The American Society of Civil Engineers has estimated the five-year investment need of America's infrastructure to be $2.2 trillion. Public financing can only go part of the way in meeting this overwhelming shortfall; more has to be done to assist transportation agencies in leveraging private capital to meet the need. In the current economic climate, infrastructure investment has become increasingly attractive to investors looking for a long-term and stable return. NCPPP members have reported that $450 billion of private funds have been accumulated in investment vehicles focused on infrastructure. While some of these funds are from overseas, an increasing number of American pension funds, many investing for public sector employees, have begun to explore infrastructure investment. Providing capital for innovative project financing may not result in the high internal rate of return that the securities market once did, but in these troubling economic times, a regular return resulting from an equity investment in a toll facility is a welcomed change.
The NCPPP recommends Congress to take advantage of the opportunities that the transportation authorization process provides to review the policies governing federal involvement in supporting the future of our nation's infrastructure. Expanding existing federal programs, including TIFIA, Private Activity Bonds and Urban Congestion Partnerships are actions that Congress could take today to assist States in meeting the current transportation infrastructure need. Providing immediate project credit assistance, through State Infrastructure Banks, would not only work to address the infrastructure maintenance challenge, but also help put more Americas to work. With this expanded interest in partnerships the federal government should also encourage states to establish dedicated PPP teams to provide guidance as public authorities engage the private sector. The federal government must create an environment of innovation in which state and local authorities can development public-private partnerships that are transparent and that protect the public interest. Equally important, these actions provide an environment in which risks can be clearly defined and therefore would promote private sector investment.

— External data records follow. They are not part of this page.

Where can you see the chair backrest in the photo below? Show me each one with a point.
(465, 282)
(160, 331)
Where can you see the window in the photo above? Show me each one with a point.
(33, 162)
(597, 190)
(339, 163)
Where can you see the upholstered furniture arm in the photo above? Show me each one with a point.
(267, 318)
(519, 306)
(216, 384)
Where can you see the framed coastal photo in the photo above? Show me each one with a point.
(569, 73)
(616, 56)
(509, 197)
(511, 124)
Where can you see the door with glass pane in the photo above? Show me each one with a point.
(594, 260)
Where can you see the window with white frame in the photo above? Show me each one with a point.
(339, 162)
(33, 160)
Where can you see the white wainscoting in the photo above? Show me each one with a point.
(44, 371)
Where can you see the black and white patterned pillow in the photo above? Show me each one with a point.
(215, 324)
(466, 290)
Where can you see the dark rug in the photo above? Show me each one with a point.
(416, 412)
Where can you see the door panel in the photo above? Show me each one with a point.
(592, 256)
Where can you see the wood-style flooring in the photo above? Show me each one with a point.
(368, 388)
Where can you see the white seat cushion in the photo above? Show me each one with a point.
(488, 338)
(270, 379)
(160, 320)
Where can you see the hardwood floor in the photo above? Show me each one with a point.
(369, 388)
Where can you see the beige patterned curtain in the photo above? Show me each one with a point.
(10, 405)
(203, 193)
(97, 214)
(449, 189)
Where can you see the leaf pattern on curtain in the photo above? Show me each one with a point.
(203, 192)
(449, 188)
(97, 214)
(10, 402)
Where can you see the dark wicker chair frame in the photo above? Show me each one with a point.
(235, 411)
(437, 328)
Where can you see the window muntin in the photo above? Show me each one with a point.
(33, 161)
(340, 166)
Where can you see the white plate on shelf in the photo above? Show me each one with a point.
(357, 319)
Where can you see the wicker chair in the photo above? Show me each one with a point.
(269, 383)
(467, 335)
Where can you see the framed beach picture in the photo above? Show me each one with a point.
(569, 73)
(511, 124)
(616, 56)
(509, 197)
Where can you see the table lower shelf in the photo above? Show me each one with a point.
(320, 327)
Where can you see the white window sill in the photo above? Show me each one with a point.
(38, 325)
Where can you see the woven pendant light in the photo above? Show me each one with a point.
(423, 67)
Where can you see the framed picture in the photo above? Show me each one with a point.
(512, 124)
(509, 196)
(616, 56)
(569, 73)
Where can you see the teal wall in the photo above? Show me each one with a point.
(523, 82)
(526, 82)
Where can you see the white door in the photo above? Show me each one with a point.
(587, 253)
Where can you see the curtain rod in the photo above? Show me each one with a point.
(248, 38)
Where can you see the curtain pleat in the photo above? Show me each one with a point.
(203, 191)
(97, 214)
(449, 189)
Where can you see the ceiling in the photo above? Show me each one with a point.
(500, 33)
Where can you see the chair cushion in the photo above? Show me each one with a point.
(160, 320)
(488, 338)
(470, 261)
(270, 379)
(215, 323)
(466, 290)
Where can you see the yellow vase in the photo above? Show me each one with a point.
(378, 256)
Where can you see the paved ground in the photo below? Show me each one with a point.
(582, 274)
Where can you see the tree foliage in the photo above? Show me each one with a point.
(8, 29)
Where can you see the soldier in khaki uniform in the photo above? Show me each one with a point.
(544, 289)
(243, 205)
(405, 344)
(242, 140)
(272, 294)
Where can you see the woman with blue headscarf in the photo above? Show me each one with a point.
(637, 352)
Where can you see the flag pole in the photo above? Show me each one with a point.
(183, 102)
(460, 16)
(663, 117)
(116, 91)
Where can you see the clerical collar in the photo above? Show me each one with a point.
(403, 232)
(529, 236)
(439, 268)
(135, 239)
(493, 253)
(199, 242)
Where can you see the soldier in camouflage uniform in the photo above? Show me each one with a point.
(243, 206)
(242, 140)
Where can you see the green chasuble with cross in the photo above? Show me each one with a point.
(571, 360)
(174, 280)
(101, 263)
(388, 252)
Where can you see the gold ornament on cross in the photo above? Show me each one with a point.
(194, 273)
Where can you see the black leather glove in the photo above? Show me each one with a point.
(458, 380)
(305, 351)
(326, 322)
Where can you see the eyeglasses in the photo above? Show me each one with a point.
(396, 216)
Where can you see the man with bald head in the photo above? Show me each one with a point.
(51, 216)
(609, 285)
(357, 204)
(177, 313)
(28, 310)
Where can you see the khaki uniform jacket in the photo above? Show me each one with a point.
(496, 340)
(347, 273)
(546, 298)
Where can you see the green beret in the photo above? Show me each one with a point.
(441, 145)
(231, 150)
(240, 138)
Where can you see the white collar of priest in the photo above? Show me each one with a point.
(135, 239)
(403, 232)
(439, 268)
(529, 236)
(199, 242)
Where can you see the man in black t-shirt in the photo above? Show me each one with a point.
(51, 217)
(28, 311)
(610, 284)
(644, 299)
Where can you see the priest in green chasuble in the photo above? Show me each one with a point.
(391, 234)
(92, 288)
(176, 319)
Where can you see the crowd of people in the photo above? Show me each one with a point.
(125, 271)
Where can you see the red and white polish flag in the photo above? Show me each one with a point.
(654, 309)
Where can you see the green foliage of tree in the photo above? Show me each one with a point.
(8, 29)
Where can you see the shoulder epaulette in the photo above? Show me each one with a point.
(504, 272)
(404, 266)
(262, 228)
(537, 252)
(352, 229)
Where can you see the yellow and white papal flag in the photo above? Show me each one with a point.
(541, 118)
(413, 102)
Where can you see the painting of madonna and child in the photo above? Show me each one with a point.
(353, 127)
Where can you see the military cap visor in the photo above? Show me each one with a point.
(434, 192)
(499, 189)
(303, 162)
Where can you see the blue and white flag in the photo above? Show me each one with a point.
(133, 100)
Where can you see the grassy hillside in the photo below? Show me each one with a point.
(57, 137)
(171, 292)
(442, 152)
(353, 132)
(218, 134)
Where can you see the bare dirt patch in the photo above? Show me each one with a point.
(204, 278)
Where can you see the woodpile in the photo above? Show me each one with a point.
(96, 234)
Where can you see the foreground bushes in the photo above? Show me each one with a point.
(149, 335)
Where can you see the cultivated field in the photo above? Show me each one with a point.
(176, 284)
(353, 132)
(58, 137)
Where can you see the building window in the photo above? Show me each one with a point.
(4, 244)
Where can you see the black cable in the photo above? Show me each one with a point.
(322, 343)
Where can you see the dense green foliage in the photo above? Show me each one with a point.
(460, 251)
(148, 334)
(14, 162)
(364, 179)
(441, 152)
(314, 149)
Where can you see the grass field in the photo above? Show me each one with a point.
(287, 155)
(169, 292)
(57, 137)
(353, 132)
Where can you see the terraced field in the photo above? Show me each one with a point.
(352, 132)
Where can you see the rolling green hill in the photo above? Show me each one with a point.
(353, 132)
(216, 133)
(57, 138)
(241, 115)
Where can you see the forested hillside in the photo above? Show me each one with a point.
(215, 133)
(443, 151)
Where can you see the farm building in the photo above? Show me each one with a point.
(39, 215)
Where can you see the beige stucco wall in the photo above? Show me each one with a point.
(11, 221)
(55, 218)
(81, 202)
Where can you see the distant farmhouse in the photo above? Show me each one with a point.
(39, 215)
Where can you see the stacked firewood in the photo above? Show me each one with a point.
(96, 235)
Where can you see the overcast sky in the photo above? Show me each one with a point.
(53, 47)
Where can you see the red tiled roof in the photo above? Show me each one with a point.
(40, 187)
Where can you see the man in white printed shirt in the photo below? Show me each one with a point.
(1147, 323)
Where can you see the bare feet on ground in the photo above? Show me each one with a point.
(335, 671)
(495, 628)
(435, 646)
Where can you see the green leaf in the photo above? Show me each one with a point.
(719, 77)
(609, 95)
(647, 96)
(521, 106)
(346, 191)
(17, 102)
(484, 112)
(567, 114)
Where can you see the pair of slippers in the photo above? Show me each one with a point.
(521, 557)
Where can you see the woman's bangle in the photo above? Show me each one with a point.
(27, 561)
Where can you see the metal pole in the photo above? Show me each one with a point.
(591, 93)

Thank you for your consideration - The National Council for Public-Private Partnerships stands ready to assist in building the framework that will lead to greater private sector involvement in addressing our nation's transportation infrastructure crisis. Congress has the opportunity to make positive policy changes to create an environment of partnership to address the challenges facing the infrastructure systems of the United States. In this time of both economic difficultly and pressing infrastructure funding demands, it is essential to the future of the nation, in all aspects, that all available resource be employed to secure America's mobility. Neither the public nor the private sectors alone can provide the infrastructure improvements required for our 21st century economy - partnership is necessary.